Life Science Stocks: A Growing Market in 2010

Genetic research projects for personalized medicine are drawing $10 billion in government stimulus funds. Nonmedical applications are promising, too

It took more than four years, a double mastectomy, and multiple other surgeries—as well as radiation treatments and bad reactions to ineffective chemotherapy drugs—before Christine Hanson's breast cancer was brought under control by Dr. Mark Fesen in Hutchinson, Kan. By then, cancer had spread to her lungs, liver, and brain.

Through a port implanted in her chest nearly five years ago to reduce stress on her veins, Hanson, the mother of three children not yet in high school, has been getting weekly infusions of cancer-treatment drugs Avastin and Abraxane, which have put her cancer into remission. What if doctors had a detailed road map of the kinds of drugs and therapies that Hanson's genetic makeup makes her most receptive to, instead of having to arrive at treatments through the costly—and sometimes painful—method of trial and error?
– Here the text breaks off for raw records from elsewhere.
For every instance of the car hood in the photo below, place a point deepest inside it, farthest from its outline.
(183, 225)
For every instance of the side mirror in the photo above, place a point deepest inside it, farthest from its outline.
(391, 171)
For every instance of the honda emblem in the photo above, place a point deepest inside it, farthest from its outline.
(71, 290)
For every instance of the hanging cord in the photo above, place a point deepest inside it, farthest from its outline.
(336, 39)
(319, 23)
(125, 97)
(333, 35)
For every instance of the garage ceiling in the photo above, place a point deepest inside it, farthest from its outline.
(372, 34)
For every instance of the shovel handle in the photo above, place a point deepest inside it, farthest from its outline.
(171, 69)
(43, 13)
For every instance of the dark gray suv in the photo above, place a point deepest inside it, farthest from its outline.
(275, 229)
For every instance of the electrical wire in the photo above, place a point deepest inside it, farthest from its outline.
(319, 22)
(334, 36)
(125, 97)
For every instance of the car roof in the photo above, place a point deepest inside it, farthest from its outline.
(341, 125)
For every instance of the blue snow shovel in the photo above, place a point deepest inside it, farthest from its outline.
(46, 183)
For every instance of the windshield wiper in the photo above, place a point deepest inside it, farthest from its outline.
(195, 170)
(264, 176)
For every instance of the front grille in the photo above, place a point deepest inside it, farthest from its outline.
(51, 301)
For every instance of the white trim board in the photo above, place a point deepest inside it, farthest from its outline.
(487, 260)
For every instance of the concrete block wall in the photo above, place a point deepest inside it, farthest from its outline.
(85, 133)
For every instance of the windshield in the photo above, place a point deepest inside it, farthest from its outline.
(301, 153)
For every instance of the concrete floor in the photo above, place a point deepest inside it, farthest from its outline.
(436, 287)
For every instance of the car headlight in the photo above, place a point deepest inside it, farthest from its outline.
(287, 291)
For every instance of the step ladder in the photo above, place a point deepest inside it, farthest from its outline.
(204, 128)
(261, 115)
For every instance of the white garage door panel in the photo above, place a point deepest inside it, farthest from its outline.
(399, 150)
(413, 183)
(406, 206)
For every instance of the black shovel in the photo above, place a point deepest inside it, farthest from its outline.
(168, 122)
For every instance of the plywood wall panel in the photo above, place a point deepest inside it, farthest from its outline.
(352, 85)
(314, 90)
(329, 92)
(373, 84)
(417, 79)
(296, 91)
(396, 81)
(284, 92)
That's the promise of the nascent field of personalized medicine, where treatment is prescribed based on an understanding how an individual's body is genetically predisposed to welcome or resist certain compounds. The day when customized treatment is widely available may soon be within reach, thanks to technological advances being made by life science tools companies. They develop and market protein-separation devices and other instruments that will eventually provide researchers with the knowledge needed to precisely target the best treatment for life-threatening illnesses.

After bureaucratic delays this year that frustrated investors, the awarding of $10 billion to the National Institutes of Health under the Obama Administration's stimulus program over the next two years is likely to give a big boost to life science companies' earnings as the money funds a fresh wave of research.
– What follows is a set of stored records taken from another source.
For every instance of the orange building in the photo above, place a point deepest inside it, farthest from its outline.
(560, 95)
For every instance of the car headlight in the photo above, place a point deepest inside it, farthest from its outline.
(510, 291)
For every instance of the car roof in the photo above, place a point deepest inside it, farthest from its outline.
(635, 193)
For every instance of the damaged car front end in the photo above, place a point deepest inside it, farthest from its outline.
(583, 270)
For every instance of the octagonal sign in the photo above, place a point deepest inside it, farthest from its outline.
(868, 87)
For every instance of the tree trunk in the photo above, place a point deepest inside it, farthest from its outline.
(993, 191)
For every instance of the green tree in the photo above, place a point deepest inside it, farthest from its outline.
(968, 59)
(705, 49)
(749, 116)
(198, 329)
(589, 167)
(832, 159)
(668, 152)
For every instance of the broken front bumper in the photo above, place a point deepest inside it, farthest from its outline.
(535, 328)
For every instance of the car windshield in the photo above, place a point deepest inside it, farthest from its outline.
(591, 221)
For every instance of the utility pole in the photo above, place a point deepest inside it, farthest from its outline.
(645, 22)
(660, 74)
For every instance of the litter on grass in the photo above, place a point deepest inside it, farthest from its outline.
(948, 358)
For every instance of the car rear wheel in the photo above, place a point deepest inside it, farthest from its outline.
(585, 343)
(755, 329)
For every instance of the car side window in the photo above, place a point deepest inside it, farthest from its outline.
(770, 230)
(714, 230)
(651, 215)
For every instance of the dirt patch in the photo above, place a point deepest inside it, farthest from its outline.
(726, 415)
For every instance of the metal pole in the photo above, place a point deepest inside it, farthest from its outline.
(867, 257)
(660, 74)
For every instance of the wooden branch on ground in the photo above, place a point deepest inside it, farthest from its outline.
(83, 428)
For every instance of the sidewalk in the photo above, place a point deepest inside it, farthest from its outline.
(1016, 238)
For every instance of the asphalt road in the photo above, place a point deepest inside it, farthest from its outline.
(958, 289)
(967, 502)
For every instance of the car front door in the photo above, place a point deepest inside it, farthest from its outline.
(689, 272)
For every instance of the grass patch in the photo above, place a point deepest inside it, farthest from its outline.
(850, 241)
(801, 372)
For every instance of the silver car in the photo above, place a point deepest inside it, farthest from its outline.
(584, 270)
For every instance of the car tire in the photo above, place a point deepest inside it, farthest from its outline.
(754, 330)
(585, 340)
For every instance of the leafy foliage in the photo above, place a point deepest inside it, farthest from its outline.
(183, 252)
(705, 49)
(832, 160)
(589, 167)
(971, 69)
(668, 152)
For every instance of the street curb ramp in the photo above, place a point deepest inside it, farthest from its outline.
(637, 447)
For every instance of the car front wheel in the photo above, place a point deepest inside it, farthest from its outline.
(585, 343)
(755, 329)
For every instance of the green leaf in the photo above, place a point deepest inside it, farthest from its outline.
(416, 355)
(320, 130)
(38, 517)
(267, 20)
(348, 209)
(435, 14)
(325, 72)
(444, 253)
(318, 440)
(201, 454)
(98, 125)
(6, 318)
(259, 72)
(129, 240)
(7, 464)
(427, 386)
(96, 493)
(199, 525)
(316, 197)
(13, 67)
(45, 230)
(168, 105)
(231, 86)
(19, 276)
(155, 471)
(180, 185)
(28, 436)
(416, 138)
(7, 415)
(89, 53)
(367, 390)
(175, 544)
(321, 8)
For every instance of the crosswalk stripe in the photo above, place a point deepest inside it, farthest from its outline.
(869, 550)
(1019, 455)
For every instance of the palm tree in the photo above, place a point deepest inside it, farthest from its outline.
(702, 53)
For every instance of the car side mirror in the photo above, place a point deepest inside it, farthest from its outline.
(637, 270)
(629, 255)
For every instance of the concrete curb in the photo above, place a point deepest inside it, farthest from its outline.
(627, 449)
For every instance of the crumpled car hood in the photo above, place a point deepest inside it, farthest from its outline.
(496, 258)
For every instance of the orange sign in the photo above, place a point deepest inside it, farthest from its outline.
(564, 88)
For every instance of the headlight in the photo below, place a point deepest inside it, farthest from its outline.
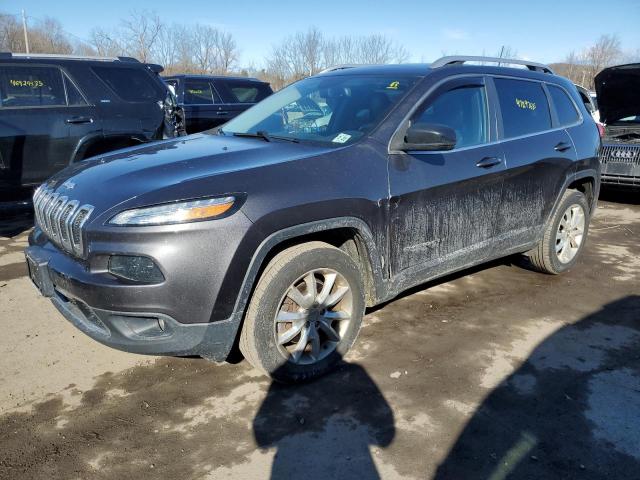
(181, 212)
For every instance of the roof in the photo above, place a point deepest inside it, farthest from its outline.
(65, 59)
(212, 77)
(423, 69)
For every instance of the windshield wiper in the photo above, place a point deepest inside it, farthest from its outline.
(259, 134)
(265, 136)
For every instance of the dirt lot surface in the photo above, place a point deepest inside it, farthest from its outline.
(496, 373)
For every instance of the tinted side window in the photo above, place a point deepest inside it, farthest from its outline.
(74, 97)
(31, 87)
(524, 107)
(130, 84)
(238, 91)
(566, 110)
(463, 109)
(199, 92)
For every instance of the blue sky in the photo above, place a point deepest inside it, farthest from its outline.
(542, 30)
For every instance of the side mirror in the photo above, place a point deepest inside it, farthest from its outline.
(429, 136)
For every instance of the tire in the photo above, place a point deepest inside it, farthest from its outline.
(545, 256)
(266, 326)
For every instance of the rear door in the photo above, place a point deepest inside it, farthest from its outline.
(444, 204)
(42, 117)
(539, 155)
(238, 94)
(137, 106)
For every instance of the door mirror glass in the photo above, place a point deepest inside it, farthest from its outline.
(429, 136)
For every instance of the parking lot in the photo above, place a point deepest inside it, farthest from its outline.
(495, 372)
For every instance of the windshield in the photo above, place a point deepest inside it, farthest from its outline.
(335, 110)
(635, 119)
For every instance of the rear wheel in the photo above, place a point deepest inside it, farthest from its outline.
(305, 312)
(564, 237)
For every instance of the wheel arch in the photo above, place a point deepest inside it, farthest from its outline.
(586, 181)
(350, 234)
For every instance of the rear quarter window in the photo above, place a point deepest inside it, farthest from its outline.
(31, 86)
(200, 92)
(524, 107)
(565, 108)
(238, 91)
(130, 84)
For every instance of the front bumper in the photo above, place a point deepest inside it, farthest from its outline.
(151, 332)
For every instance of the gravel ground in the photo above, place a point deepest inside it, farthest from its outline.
(497, 372)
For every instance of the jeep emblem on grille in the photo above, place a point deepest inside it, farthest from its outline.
(623, 154)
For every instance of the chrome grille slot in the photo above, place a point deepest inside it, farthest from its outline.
(61, 219)
(58, 207)
(629, 154)
(67, 213)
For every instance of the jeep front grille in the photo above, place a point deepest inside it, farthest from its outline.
(629, 154)
(61, 219)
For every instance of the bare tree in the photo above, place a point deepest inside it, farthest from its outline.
(307, 53)
(11, 39)
(140, 32)
(229, 52)
(45, 36)
(604, 53)
(105, 43)
(49, 37)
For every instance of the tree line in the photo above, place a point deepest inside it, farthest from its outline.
(209, 50)
(582, 66)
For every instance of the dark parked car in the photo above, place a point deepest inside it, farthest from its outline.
(280, 228)
(209, 101)
(56, 110)
(618, 90)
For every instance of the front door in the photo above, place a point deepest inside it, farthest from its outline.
(538, 154)
(444, 204)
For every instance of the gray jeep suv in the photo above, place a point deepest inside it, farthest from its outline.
(334, 194)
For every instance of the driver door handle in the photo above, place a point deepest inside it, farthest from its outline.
(75, 120)
(488, 162)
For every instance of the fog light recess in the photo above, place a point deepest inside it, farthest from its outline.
(135, 269)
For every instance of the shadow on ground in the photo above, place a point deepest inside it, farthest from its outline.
(12, 224)
(617, 195)
(346, 417)
(186, 418)
(572, 410)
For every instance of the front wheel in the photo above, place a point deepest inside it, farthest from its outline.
(305, 313)
(565, 235)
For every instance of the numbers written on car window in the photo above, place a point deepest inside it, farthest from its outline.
(32, 86)
(524, 107)
(26, 83)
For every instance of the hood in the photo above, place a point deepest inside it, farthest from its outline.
(175, 169)
(618, 90)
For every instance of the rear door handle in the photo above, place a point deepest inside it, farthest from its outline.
(74, 120)
(488, 162)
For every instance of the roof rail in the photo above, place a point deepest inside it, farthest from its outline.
(67, 57)
(341, 67)
(460, 60)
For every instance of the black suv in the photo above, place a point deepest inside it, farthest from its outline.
(210, 101)
(618, 90)
(56, 110)
(336, 193)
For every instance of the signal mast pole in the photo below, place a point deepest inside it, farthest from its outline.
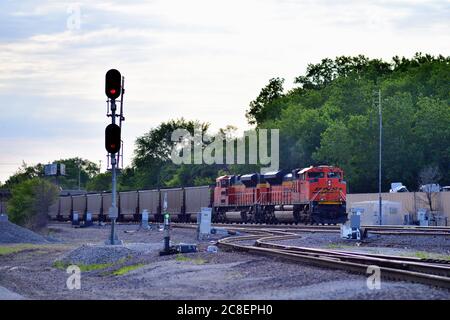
(114, 89)
(113, 173)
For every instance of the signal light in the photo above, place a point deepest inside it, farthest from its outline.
(113, 84)
(112, 138)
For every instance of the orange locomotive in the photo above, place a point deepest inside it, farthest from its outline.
(309, 195)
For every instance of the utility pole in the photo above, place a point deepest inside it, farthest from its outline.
(79, 174)
(377, 101)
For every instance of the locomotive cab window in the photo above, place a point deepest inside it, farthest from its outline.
(334, 175)
(315, 175)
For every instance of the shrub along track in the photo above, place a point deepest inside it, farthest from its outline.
(426, 271)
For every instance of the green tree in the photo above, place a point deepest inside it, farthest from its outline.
(30, 202)
(259, 108)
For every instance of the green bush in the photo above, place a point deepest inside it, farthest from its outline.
(30, 201)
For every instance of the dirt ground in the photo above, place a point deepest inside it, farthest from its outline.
(30, 272)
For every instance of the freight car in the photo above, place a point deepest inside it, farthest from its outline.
(182, 204)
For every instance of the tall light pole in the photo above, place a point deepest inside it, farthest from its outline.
(377, 101)
(79, 174)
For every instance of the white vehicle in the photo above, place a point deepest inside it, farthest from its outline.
(432, 187)
(398, 187)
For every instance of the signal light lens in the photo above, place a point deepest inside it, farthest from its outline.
(113, 84)
(112, 138)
Genome Sequencing for $1,000 or less

It's been less than seven years since completion of the momentous Human Genome Project, which took 13 years and an estimated $3.8 billion to map humanity's genetic material. Sequencing an individual's DNA currently costs about $50,000 and there's a road map to get it down to $1,000 within three to five years, say equity analysts who cover the industry.

At $1,000, it would still be more expensive than the average home computer, but that's the price point below which personalized medicine is considered far more economically viable. The lower the cost of genomic sequencing, the greater the shift analysts expect to see in the allocation of research funds toward the consumer market, says Timothy McCandless, an analyst at Bel Air Investment Advisors in Los Angeles. The dramatic drop in costs over the past five years has already sparked demand for applications in other areas such as agriculture, where genetic information can be used to breed more drought- and pest-resistant crops and livestock prized for certain types of meat. The push toward biofuels also makes the technology relevant for energy applications.

Drug companies have been reluctant to embrace personalized medicine because it's easier to sell a less-targeted drug to a broader population than to market more narrowly applied drugs to smaller populations.

When Merck (MRK) voluntarily pulled its blockbuster arthritis drug Vioxx from the market in 2004 in the face of mounting evidence of side effects such as heart attacks, it served as a catalyst to get other pharmaceutical manufacturers and the U.S. Food & Drug Administration (FDA) to think more seriously about the viability of personalized medicine, says McCandless.

To be clear, several years of increasingly fine-tuned diagnostic and clinical research will be needed before personalized medicine are available to the extent that it might quickly identify the optimal treatment for Christine Hanson's breast cancer. The process remains in a stage akin to batting practice before an actual baseball game, says Jonathan Groberg, an analyst at Macquarie Research Equities.